Phillip Dodge, who is 41 and a Kentucky native, moved with his family to Columbia from Louisville in 1989. Before taking the reins in August of the Downtown Columbia Partnership, an organization that opened in 2014 with a goal of “making downtown a place where something is always happening,” he was director of food services for the Howard County Food Bank.
He recently shared some interesting aspects of his life with us, such as his flair for music and love of homebrewed beer.
1. Moving to Columbia changed his life.
“It was pretty much the first time I met anyone who wasn’t white and Catholic, and it was probably the greatest thing that ever happened to me,” Dodge says of his adopted hometown.
The emphasis on diversity at Columbia’s core is why he and his wife, Alison, chose to raise their two daughters, ages 8 and 10, in the planned city.
2. He and his wife run nonprofits.
Dodge met his wife in Spanish class at Oakland Mills High School in 1992. She is the executive director of the Maryland Association for Justice, a membership association for trial lawyers.
“It’s terribly nerdy, but after the girls have gone to bed, Alison and I will often have a glass of wine out on the deck, discussing the finer points of board governance, event planning and other nonprofit management topics,” he says.
3. Music is his first love.
He plays electric guitar and sings “by default” in a band called Artistic Differences. The group plays “dad rock,” which he defines as “edgy enough to be cool, but not enough to scare anyone away.” Band members grew up on The Cure and R.E.M. and then transitioned to Wilco, Spoon and Modest Mouse. They play at Hysteria Brewing Company in Columbia and other area venues.
4. Vacation is a trip to a beach.
When the Dodges plan vacations, they always choose a place where the family can interact with wildlife, especially reptiles and birds of prey. He swam with bonnethead sharks while snorkeling in the Florida Keys, and discovered an osprey nest in the Outer Banks in North Carolina.
5. He home-brews beer.
He enjoys making low-alcohol, “hoppy” beers as well as sour beers that are aged with oak chips.
He indulges in the pastime two or three times a year, though he says brewing a good, wood-aged beer can take between six months and two years.
6. He cooks and his wife does yardwork.
Dodge likes to say he can be found in the kitchen while his wife is outside mowing the lawn. Bringing home tomatoes from a farmers market and turning them into pasta sauce or smoked salsa using homegrown herbs is his favorite way to spend part of the weekend.

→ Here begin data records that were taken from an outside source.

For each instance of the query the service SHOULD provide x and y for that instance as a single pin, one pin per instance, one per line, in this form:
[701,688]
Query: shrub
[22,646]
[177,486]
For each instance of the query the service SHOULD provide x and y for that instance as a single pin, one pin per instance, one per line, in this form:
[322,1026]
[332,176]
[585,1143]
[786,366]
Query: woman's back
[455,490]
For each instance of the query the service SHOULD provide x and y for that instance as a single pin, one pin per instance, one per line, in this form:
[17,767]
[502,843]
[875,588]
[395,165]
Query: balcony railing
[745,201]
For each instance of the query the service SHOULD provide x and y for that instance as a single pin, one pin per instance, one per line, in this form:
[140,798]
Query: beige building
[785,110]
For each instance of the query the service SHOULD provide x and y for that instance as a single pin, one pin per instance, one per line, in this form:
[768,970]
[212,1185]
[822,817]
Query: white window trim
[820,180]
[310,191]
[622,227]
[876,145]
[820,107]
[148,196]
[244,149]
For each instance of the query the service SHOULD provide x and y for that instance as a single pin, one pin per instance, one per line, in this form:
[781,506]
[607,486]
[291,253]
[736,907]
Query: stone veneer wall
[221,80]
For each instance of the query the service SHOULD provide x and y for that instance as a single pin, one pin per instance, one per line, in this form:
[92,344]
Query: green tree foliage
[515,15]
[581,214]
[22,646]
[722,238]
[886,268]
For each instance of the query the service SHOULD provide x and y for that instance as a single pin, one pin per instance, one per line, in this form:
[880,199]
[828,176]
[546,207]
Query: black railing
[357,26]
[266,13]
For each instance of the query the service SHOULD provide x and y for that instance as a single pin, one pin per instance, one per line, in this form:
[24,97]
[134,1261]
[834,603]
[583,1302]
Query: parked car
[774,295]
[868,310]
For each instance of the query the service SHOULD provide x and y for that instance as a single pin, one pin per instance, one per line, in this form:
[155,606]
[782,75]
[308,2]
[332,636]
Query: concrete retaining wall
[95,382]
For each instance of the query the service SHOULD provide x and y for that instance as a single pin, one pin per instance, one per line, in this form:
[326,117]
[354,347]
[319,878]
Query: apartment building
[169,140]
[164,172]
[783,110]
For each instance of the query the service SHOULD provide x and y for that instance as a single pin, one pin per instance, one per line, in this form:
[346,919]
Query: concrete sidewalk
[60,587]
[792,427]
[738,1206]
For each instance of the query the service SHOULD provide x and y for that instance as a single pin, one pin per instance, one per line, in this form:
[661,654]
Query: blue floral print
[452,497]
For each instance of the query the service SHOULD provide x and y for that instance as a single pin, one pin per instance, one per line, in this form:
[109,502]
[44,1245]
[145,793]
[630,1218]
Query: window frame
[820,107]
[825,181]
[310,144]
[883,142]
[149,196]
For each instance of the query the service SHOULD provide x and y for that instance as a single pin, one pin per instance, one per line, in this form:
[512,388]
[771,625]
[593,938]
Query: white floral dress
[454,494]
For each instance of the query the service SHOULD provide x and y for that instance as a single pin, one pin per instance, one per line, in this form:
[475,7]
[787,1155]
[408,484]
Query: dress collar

7. He yearns for an American craftsman-style bungalow.
This house design, which was popular from the 1890s to 1930s, is Dodge’s idea of the ideal home. He appreciates the houses’ practicality and beauty, and likes their big porches, woodworking and built-ins. There obviously aren’t any original examples in Columbia, so he’s putting this dream on hold for now.
8. His favorite book is “High Fidelity.”
Published in 1995 by Nick Hornby, the novel is “the ultimate read for a music geek,” he says. Another go-to is “Girlfriend in a Coma,” a 1998 book by Douglas Coupland. He describes it as part coming-of-age tale and part dystopian warning, and says each reading affects him differently.
9. He requires a “normal” work schedule.
If he could have been a chef or musician without working nights or weekends, he would have, but he’s “not cut out for that kind of lifestyle,” he says. Two of his heroes are Chef Alton Brown, who “combines science and technique to make cooking fun and technical,” and singer-songwriter Matthew Sweet.
10. He adores coffee.
Dodge can be found most mornings sipping iced coffee with a splash of skim milk. He owns a Dutch automatic drip coffeemaker called the Technivorm Moccamaster that he says “brews to the exactly right temperature to get the most flavor out of the beans.”